Comprar um jogador no ponto alto da sua carreira é escolher mal o momento. É como comprar acções depois de um período de bom desempenho. O mercado viu a qualidade do produto mas está exausto e possivelmente saciado de sucesso.

O Real Madrid pode saber que está a pagar mais pelo jogador-estrela do que aquilo que este poderá trazer para o clube, tanto em temos de resultados, como de receitas. Já antes tentara a estratégia de comprar grandes jogadores, os “galácticos” e falhou. Entre o Verão de 2003 e 2006, a equipa dispendiosa e cheia de estrelas do Real Madrid não ganhou nada. Florentino Perez, o presidente do período dos “galácticos”, está de volta. Na semana passada, terá aceitado pagar ao AC Milan 65 milhões de euros pelo brasileiro Kaká. Florentino Perez parece não ter, nem aprendido nada, nem esquecido nada, em matéria de transferências.

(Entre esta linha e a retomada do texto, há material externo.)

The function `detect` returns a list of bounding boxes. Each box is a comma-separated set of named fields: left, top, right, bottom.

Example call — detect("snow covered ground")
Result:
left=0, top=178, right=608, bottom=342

Mas seria errado imaginar que ele pretende, apenas, ganhar taças ou aumentar receitas. Quase nenhum clube de futebol se comporta como uma entidade cujo objectivo seja maximizar os lucros. O Real Madrid é uma democracia populista. Florentino Perez foi eleito por 70 000 sócios. Comprou Ronaldo para lhes agradar. Talvez se perceba melhor esta transferência, se a virmos como um presente de “marketing” destinado aos fãs do Real Madrid, aos patrocinadores e aos media locais. Comprar um grande homem é uma maneira de dizer: “Sim, somos um grande clube”.

Talvez Ronaldo venha a dar ao Real uma explosão de receitas proporcional ao que custou. Quando era director de marketing do Real Madrid, durante o primeiro mandato de Florentino Perez, José Angel Sanchez disse que “fica tudo melhor” quando se compra um “galáctico”. Ronaldo junta o talento em campo, aos atractivos de um vocalista petulante de uma banda “rock”. Com ele, o Real pode cobrar mais às cadeias de televisão, aos patrocinadores e, até, aos clubes que o convidem para jogos amigáveis.

Mas o Real Madrid não está muito preocupado em ganhar dinheiro. O clube não tem accionistas, apenas sócios. Tal como muitos dos grandes clubes de futebol contrai alegremente dívidas. Os clubes sabem que são marcas tão poderosas que haverá sempre um multimilionário disposto a salvá-los de um impasse.

E também nunca haverá nenhum credor que ouse atravessar-se no seu caminho. Os bancos podem afundar-se ou falir mas os grandes clubes de futebol nunca. Na sua maior parte, não têm que se preocupar com ninharias como o retorno do investimento. Vivem o dia-a-dia. É esta a racionalidade da transferência de Ronaldo.